This co-founder of the Adorno Fathers was born Ascanio dei Caracciolo Pisquizi, in the kingdom of Naples in the year 1563, just as the Protestant revolt was reaching its crescendo. Italy was largely spared its ravages, although other problems assailed the Church, which is semper reformanda est – always in need of reform. Ascanio was chosen by God to lead that reform. As a young boy, he was afflicted with a serious and near-fatal, skin condition. He prayed that if he were cured, he would devote his life to God – and cured he was, apparently miraculously.
So Ascanio began studies for the priesthood, and was ordained in 1590. A letter intended for another priest by accident was delivered to him, urging the founding of a new religious order of priests. Father Ascanio took this as a sign, and so helped found a new order, of the ‘Clerics Regular Minor’, who besides the three vows of religion, took a fourth vow of never seeking dignities within or outside the Order.
They were also one of the most ascetical ways of life in the Church – with perpetual adoration of the Blessed Sacrament by rotation, along with rotating penances – one member taking the discipline, another fasting on bread and water, another wearing the hair shirt.
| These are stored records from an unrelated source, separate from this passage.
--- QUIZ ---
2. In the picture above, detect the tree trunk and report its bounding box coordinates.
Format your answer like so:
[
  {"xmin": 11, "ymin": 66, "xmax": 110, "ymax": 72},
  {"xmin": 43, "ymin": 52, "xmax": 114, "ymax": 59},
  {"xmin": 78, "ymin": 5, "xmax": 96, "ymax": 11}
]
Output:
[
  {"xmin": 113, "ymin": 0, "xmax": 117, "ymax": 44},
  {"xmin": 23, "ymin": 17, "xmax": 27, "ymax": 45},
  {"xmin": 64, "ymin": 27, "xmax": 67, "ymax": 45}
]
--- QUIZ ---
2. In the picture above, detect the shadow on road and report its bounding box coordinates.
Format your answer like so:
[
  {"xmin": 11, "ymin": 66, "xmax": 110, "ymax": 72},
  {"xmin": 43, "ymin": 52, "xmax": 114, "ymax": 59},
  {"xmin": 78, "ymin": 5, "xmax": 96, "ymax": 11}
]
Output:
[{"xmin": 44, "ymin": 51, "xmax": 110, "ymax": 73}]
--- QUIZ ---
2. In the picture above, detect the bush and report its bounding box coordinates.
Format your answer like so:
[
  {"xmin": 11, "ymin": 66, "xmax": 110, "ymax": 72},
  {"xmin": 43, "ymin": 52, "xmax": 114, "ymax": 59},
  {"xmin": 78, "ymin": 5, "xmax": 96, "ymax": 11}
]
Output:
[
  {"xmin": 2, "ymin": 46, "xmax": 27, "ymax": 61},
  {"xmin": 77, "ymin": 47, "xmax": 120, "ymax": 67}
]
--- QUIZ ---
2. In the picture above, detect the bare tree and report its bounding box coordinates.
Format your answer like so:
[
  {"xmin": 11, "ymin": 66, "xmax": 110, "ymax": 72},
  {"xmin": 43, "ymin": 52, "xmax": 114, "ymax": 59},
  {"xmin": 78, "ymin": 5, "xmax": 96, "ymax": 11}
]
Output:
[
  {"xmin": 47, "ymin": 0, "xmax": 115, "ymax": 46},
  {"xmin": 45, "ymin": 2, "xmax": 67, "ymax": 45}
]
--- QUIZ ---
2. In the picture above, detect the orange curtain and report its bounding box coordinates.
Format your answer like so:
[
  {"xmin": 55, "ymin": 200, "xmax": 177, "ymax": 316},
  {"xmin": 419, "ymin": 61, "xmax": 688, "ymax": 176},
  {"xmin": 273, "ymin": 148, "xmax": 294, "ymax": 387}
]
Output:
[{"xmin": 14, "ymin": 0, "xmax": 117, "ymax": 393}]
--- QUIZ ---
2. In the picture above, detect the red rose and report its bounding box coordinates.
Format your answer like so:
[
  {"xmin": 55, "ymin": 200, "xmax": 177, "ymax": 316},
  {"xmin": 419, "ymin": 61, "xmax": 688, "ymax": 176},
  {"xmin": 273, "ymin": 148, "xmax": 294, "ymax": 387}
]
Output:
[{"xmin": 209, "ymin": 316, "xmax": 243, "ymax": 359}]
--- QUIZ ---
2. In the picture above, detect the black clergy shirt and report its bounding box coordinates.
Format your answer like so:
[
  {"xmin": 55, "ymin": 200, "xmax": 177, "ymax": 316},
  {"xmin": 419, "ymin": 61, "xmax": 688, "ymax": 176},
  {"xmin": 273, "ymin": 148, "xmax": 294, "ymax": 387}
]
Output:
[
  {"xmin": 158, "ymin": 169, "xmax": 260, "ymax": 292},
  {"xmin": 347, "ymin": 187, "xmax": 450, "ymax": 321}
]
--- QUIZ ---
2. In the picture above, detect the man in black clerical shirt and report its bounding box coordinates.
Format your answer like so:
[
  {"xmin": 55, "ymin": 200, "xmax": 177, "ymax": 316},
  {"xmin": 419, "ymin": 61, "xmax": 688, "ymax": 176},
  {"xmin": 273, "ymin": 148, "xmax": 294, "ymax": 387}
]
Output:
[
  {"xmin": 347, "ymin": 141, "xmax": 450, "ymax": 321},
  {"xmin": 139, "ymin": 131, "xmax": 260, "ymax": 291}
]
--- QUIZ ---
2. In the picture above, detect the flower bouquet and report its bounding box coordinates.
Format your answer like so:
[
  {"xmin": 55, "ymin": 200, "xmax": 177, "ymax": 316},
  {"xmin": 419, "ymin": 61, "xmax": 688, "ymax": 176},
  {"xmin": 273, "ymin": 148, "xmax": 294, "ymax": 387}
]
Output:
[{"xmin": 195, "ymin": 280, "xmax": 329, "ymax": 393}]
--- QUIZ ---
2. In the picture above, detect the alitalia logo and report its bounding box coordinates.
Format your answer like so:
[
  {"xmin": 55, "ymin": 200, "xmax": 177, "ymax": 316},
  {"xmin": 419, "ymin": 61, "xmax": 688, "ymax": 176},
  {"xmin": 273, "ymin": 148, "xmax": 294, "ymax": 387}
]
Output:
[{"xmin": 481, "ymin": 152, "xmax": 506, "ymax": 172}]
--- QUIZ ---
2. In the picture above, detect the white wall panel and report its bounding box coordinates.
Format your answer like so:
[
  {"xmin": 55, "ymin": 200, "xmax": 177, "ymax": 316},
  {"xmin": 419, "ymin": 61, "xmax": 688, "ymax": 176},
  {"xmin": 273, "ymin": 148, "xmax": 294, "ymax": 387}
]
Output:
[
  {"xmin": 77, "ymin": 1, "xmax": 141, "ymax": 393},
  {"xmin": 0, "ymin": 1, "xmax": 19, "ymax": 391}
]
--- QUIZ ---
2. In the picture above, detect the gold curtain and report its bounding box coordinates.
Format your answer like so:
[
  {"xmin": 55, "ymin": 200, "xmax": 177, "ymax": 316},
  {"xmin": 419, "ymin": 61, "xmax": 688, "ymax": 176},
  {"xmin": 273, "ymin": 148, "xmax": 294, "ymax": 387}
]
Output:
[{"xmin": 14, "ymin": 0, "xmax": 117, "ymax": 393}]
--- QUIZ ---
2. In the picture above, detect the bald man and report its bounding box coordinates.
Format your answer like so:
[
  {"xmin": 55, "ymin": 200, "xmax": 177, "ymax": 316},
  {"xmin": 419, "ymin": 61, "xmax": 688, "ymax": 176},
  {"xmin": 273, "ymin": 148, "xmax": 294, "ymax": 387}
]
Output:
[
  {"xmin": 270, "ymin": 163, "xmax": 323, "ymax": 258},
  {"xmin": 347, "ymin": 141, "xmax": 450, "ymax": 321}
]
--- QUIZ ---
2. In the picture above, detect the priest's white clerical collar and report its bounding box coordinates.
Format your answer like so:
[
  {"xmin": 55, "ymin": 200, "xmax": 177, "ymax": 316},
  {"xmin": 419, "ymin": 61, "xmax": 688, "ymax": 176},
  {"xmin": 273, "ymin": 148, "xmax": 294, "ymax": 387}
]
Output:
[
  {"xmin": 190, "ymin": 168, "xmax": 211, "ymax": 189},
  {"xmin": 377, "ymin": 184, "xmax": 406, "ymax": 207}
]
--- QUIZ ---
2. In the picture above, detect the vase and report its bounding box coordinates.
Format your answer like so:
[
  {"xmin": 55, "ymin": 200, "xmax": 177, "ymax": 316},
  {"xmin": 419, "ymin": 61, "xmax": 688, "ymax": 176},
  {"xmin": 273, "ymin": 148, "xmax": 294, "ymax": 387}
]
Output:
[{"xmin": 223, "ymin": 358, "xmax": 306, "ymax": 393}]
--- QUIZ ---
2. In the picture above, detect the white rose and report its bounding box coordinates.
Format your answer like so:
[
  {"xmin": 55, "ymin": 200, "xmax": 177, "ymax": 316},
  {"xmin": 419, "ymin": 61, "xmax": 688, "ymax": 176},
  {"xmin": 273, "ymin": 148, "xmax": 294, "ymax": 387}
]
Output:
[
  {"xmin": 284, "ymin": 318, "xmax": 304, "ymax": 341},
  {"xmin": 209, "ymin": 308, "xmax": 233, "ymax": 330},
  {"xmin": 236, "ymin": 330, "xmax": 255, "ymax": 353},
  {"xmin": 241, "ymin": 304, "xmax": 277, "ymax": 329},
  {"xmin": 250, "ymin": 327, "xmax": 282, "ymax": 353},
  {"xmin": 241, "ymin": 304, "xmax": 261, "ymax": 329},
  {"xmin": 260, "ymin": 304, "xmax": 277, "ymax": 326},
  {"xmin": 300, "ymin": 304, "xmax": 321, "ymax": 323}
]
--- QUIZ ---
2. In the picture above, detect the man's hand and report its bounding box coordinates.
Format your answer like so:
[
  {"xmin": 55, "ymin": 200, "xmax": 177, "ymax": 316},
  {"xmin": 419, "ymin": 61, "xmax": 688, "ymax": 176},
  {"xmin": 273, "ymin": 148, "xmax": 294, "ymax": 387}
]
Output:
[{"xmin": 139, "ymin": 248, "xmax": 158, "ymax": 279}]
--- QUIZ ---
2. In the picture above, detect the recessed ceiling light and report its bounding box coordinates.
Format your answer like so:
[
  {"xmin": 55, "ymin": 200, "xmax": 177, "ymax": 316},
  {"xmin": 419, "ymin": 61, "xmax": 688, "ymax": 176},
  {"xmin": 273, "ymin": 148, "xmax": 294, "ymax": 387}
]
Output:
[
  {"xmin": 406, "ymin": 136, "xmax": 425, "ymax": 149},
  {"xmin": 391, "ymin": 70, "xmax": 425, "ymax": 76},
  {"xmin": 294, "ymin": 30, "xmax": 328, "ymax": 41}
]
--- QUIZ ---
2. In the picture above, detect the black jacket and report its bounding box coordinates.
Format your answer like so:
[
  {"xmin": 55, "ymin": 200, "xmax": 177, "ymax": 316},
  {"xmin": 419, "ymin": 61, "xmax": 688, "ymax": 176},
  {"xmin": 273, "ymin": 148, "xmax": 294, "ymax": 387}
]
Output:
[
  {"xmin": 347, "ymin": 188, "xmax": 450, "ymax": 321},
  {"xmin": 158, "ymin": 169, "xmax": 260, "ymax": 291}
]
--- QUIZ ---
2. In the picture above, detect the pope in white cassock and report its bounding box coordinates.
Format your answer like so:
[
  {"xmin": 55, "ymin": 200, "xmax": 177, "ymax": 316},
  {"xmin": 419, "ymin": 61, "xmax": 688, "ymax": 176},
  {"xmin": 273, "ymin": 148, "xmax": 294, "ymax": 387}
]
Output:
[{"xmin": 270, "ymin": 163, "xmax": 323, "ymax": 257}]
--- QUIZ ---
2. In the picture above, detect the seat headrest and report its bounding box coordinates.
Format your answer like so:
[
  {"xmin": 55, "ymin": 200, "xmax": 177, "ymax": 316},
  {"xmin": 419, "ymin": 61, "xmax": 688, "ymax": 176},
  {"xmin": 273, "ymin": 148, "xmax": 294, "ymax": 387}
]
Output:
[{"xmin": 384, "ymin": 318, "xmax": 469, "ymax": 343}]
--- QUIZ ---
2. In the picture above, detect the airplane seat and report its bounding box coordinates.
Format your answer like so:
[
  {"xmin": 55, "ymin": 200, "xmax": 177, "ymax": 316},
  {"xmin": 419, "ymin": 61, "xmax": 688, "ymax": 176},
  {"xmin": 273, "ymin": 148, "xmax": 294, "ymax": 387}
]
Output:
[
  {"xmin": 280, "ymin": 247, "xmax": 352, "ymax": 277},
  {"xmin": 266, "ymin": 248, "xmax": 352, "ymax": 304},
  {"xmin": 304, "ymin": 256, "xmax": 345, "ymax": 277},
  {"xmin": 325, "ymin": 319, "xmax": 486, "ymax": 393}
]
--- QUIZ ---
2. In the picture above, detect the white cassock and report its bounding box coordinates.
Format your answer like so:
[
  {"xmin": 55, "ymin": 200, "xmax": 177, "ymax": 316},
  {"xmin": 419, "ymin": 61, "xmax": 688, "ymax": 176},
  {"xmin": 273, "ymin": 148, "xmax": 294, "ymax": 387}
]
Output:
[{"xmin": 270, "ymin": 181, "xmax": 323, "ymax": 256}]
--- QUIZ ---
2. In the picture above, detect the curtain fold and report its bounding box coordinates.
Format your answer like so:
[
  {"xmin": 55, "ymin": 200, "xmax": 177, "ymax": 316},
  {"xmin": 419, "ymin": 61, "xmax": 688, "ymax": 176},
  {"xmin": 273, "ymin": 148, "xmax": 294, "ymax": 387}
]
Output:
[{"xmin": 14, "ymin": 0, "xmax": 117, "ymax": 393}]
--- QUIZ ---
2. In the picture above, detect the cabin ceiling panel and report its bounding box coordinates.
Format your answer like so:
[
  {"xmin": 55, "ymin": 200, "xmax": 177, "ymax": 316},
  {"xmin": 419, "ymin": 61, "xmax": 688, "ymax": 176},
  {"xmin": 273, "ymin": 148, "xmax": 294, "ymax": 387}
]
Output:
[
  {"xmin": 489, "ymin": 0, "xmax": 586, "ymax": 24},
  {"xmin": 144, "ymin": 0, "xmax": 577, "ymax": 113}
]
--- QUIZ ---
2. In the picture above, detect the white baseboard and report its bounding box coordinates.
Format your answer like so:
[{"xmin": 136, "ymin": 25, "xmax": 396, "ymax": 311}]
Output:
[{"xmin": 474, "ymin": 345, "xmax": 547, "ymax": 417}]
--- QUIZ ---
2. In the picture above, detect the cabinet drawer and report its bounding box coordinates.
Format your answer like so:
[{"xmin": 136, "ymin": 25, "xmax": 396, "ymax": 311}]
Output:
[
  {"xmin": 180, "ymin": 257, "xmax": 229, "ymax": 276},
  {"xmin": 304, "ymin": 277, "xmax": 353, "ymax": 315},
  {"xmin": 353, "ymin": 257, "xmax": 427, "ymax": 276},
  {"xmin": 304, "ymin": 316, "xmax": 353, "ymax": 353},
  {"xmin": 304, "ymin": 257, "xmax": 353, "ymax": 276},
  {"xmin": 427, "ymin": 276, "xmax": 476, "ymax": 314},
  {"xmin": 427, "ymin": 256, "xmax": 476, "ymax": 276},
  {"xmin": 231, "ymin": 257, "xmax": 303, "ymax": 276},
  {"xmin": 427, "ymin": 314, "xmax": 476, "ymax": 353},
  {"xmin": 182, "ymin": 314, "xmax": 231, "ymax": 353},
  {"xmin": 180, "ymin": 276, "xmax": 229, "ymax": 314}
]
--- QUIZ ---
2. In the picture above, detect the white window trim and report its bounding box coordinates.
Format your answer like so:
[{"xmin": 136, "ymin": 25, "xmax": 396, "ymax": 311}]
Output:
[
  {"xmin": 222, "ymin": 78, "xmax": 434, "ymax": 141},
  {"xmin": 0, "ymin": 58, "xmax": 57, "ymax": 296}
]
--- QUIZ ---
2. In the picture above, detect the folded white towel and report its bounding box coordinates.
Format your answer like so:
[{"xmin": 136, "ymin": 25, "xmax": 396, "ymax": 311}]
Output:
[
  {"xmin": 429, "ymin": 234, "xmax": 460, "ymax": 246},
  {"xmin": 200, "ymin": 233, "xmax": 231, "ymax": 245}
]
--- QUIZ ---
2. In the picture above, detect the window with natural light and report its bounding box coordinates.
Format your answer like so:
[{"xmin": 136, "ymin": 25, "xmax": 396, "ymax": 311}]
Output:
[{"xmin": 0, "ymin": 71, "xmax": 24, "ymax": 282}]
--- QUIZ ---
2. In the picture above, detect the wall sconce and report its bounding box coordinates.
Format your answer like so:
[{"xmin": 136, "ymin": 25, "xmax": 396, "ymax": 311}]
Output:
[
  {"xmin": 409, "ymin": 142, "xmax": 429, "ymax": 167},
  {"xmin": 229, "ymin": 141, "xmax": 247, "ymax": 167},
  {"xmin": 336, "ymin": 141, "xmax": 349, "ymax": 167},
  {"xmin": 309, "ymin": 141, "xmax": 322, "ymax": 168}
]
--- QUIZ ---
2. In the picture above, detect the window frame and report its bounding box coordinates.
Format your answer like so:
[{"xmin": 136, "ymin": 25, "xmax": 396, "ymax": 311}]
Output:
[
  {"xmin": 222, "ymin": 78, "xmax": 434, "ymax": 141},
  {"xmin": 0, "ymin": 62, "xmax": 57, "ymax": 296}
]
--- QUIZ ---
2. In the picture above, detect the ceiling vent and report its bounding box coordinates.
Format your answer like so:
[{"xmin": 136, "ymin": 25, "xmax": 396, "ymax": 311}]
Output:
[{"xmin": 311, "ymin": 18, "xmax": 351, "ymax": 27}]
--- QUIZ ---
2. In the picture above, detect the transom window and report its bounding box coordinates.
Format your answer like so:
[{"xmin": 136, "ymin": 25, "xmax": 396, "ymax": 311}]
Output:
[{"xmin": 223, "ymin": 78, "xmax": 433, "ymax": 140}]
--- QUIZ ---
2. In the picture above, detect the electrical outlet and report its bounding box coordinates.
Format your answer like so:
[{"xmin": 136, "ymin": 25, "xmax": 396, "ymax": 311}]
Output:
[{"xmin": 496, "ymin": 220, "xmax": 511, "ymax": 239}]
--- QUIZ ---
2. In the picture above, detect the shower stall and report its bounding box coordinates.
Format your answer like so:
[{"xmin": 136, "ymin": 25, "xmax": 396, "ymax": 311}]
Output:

Father Ascanio adopted the name ‘Francis’, in honour of the saint, and devoted the rest of his life to the work of his Order – not least adoring, preaching and hearing confession. He would spend whole nights before the tabernacle, repeating ‘zeal for thy house has consumed me!’. When they exhumed his apparently incorrupt body after his death, these words were found inscribed around his heart (!).
His blessings would result in miraculous healings; he could read souls and hearts; and he converted we know not how many. For eight years (1593 – 1601) he was appointed Superior General of his order, and in the midst of it all, he kept up his regular chores, sweeping, cooking (he is patron saint of Italian cooks).
Worn out by his intense life, Father Francis died at the age of 44 on this June 4th in 1608, his final words were to exclaim, ‘Let us go! Let us go to heaven!’. Would that we could all say the same in our final moments. But I fear – at least in my own case – that our compromise with the world will entail, shall we say, a more circuitous route. Would that we could all have but a smidgen of the zeal of Father Francis Caraciollo! What a Church and world this might be!
Father Caraciollo was canonized by Pope Pius VII – the one who stood against Napoleon – on May 24, 1807. We can but pray that his example be more widely known, and his intercession mor fully sought.
Saint Francis Caraciollo, ora pro nobis!